Mais, à l’intérieur même d’une ville comme Montréal, d’autres acteurs interviennent dans la gouvernance de la transition écologique. C’est le cas de certains Arrondissements, comme Rosemont–La Petite-Patrie, qui a créé un partenariat avec la Chaire de recherche sur la transition écologique de l’Université du Québec à Montréal pour intégrer «les principes fondamentaux de la transition écologique à toutes [ses] interventions». Entrevue avec René Audet, titulaire de la chaire de recherche.
Qu’est-ce qui a motivé l’arrondissement de Rosemont–La Petite-Patrie à créer un tel partenariat avec une chaire de recherche et quel est le rôle de la Chaire dans ce partenariat?

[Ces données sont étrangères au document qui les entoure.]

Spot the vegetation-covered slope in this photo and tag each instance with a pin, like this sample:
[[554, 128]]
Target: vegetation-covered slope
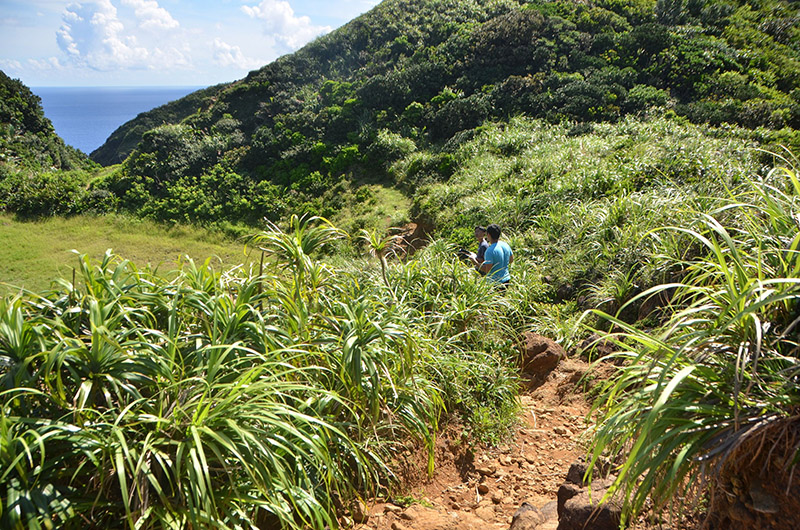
[[39, 173], [302, 133], [125, 139], [27, 139]]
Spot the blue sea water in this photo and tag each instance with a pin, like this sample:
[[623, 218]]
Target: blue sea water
[[86, 116]]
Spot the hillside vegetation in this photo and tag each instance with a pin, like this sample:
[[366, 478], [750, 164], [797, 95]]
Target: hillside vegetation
[[305, 132]]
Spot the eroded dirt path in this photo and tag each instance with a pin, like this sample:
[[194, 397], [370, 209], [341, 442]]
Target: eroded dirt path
[[483, 488]]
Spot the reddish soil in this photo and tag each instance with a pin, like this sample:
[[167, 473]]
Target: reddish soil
[[481, 488]]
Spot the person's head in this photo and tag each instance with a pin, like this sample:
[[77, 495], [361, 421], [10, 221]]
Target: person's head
[[494, 232]]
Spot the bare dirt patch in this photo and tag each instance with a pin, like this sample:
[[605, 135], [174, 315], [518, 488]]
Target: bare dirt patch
[[482, 488]]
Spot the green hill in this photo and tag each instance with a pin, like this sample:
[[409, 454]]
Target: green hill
[[28, 141], [305, 132]]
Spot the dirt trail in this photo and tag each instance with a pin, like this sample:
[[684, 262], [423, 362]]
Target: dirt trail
[[482, 489]]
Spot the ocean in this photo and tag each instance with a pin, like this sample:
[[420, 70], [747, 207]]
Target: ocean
[[86, 116]]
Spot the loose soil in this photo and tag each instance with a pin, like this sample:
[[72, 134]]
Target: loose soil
[[481, 488]]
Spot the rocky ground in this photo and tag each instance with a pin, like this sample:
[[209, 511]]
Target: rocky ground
[[534, 481], [476, 488]]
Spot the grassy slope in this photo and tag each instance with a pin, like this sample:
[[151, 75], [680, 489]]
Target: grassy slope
[[35, 253]]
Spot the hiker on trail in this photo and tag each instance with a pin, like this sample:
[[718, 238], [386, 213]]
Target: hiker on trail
[[477, 258], [497, 258]]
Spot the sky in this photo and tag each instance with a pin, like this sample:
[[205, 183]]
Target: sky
[[157, 42]]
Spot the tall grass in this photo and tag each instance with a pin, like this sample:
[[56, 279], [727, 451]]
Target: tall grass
[[724, 366], [241, 398]]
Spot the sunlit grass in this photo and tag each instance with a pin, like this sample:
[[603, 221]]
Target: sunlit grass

D’abord, il y avait une volonté politique. Au sein des Arrondissements et de la Ville, il y a une barrière entre le politique et l’administratif, alors une fois que le politique donne une consigne comme ça, c’est l’administratif qui s’en charge. J’ai donc été contacté par le directeur d’Arrondissement, qui savait qu’on travaillait déjà dans Rosemont–La Petite-Patrie — notamment avec l’organisme Solon —, et qui voulait approfondir la vision et surtout les outils de l’Arrondissement pour la transition écologique.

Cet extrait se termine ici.